FRIGENTI MARTELLO

di Carlo Frigenti

IL NOSTRO MARTELLO È IN MANO A MIA FIGLIA

Un monito campeggia al centro del palcoscenico, “WHAT’S DONE CAN’T BE UNDONE”, mentre una ragazza appare alle spalle della platea e inizia a raccontare una storia. Così ha inizio “Il nostro martello è in mano a mia figlia”, dalla penna dello sceneggiatore e drammaturgo statunitense Brian Watkins, nella versione proposta da Martina Glenda. La storia ci porta a Eaton, cittadina del Colorado tra le praterie. Due sorelle, la premurosa Sarah e la scontrosa Hannah, vivono in una fattoria insieme alla madre malata, prendendosene cura dopo l’abbandono da parte del padre. Tuttavia, la donna si aggrappa al passato e ai vecchi ricordi del marito, risultando incoerente e folle agli occhi delle figlie, che assecondano ogni sua richiesta, accettando perfino di tenere in casa come animale domestico la pecora Vicky, ultimo regalo del padre a cui la madre è morbosamente affezionata. Sarà proprio l’odio delle sorelle per Vicky a far traboccare un vaso ormai colmo, portandole a commettere una serie inarrestabile di atti violenti.

Il testo di Watkins si struttura come un monologo intrecciato delle due sorelle diretto agli spettatori, senza mai rivolgersi l’una all’altra, con un racconto sincero, incalzante e ben narrato che non risparmia i particolari più crudi e macabri. Un dramma familiare che diventa un thriller dalle sfumature orrorifiche, sostenuto, nella messa in scena di Glenda, da un gioco di luci taglienti e silhouette che producono un’atmosfera cupa e colma di suspence. Tuttavia, ciò che viene raccontato non accade mai concretamente sul palcoscenico, ma è riprodotto dalle attrici attraverso gesti e alcuni oggetti di scena. Sebbene queste scelte possano risultare rischiose per il ritmo, in realtà il coinvolgimento del pubblico resta vivo fino alla fine, soprattutto grazie all’energia e alla forza espressiva delle due più che convincenti interpreti, Federica Carruba Toscano e Arianna Cremona.

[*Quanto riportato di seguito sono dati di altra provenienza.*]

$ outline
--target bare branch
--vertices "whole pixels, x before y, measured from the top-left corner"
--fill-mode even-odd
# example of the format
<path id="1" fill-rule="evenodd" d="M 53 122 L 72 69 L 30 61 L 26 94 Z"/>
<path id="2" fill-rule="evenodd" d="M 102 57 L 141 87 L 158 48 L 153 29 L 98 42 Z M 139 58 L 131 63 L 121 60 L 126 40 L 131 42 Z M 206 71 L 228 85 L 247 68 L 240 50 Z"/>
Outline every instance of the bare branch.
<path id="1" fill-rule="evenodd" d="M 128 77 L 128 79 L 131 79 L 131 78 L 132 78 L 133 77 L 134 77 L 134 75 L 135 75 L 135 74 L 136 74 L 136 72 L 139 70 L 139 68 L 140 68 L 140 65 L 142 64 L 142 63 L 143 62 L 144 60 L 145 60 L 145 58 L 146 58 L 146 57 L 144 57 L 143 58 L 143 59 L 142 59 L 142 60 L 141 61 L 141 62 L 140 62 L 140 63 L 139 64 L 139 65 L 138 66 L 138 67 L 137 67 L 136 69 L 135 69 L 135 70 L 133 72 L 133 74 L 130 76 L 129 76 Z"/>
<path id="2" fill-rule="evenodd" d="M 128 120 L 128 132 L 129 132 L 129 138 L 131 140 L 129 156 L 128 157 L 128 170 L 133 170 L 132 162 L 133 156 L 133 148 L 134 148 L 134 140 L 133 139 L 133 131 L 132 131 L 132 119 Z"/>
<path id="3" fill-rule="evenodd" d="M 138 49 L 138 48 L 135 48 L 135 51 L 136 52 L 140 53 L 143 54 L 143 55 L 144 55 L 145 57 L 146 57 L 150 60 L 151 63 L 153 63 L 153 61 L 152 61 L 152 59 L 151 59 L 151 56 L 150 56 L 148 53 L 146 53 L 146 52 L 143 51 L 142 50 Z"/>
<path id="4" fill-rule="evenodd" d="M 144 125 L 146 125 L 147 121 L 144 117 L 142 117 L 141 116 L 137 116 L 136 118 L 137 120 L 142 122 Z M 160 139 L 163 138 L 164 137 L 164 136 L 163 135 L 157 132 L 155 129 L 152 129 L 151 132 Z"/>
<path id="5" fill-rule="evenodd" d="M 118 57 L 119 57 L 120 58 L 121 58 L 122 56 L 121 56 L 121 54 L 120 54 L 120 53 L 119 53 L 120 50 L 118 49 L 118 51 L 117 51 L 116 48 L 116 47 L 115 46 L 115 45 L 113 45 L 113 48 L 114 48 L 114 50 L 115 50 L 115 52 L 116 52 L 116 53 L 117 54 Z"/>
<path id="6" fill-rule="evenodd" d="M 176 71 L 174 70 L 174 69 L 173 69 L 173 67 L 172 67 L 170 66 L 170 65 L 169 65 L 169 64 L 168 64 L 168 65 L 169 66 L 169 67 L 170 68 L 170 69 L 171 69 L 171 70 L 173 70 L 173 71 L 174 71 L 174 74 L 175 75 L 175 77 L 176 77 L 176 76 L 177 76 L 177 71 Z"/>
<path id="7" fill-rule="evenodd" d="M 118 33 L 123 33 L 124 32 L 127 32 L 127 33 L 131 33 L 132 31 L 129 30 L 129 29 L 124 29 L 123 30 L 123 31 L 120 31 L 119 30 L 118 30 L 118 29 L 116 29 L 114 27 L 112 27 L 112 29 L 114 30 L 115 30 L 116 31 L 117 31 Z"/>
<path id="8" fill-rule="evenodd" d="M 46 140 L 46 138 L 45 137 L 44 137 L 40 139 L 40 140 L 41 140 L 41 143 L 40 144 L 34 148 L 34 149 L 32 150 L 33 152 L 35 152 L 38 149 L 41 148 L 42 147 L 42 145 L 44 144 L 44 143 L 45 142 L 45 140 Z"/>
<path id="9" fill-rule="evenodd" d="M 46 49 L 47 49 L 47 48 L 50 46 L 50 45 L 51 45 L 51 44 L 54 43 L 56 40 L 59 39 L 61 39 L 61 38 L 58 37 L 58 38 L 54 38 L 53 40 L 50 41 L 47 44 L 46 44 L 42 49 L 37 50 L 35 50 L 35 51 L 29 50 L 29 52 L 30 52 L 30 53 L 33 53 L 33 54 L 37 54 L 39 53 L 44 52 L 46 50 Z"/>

L’intero spettacolo è un grande rito, una serie di ricordi rievocati dalle sorelle per il bisogno disperato di condividere il peso delle loro colpe con qualcuno. Ad amplificare questo concetto si inseriscono una serie di azioni ripetute dalle attrici e la scenografia di Sara Palmieri, composta da pochi elementi simbolici come il recinto in cui viene posizionata dapprima una casa in miniatura e successivamente una pira. Oltre all’atto rituale del ricordo, le protagoniste hanno la sensazione di ripetere eventi già accaduti in passato. Come se avessero ricevuto in eredità un gene maligno che si manifesta in determinate condizioni, guidandole sul sentiero della violenza. Sarah e Hannah, come tutti, sono il prodotto del contesto sociale e familiare in cui sono cresciute, una famiglia profondamente disfunzionale nel loro caso. Proprio il titolo allude alle colpe dei genitori che con il loro “martello” forgiano i propri figli, dimenticando che, prima o poi, anche loro avranno in mano quello stesso martello.